The row space and null space are two of the four fundamental subspaces associated with a matrix A (the other two being the column space and left null space).

===Relation to coimage===
If V and W are vector spaces, then the kernel of a linear transformation T: V → W is the set of vectors v ∈ V for which T(v) = 0. The kernel of a linear transformation is analogous to the null space of a matrix.

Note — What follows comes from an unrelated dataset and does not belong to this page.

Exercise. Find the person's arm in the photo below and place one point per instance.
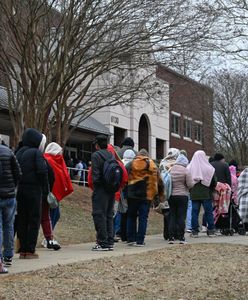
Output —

If V is an inner product space, then the orthogonal complement to the kernel can be thought of as a generalization of the row space. This is sometimes called the coimage of T. The transformation T is one-to-one on its coimage, and the coimage maps isomorphically onto the image of T.

When V is not an inner product space, the coimage of T can be defined as the quotient space V / ker(T).